Socialism, Capitalism And India's Muslim Middle-Class

When Partition happened in 1947, most of our middle-class Muslims moved to Pakistan. So post-Partition India's Muslim community consisted mainly of lower-class Muslims. Then in 1947, Nehru adopted inefficient government-controlled socialism as our economic system. As a result, our economy grew at a rate of 3% per year. And our population grew at a rate of 2% per year - so our per capita income grew at a rate of 1% per year. But the East Asian and South East Asian countries adopted efficient free-market capitalism as their economic system - and grew at a rate of 10% per year.

Fast economic growth creates a big middle-class. Due to our slow economic growth under socialism, we were not able to create a Muslim middle-class (that we had lost in Partition).
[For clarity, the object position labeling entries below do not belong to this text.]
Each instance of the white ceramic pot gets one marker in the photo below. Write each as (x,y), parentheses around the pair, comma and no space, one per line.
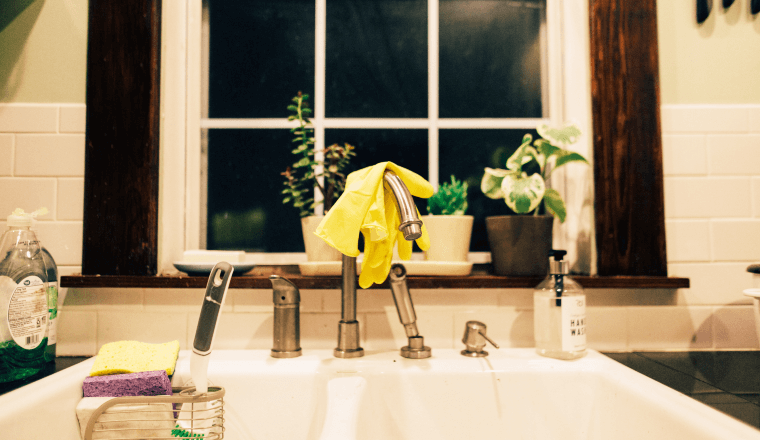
(316,248)
(449,237)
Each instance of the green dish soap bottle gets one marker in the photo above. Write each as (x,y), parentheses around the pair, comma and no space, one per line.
(559,307)
(24,311)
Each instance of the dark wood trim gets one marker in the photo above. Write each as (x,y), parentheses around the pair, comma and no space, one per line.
(629,201)
(121,208)
(121,152)
(258,278)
Finally in 1991, Prime Minister P V Narasimha Rao changed our economic system from socialism to capitalism - and our economy started growing at the rate of 7-8% per year. This fast economic growth created a big Indian middle-class. Specifically: It created a small Muslim middle-class - for the first time since 1947.

So our Muslim middle-class is small and recent (only since 1991). Thus Nehru's socialism delayed the formation of a Muslim middle-class by almost 50 years - and therefore also delayed the modernisation of the Muslim community.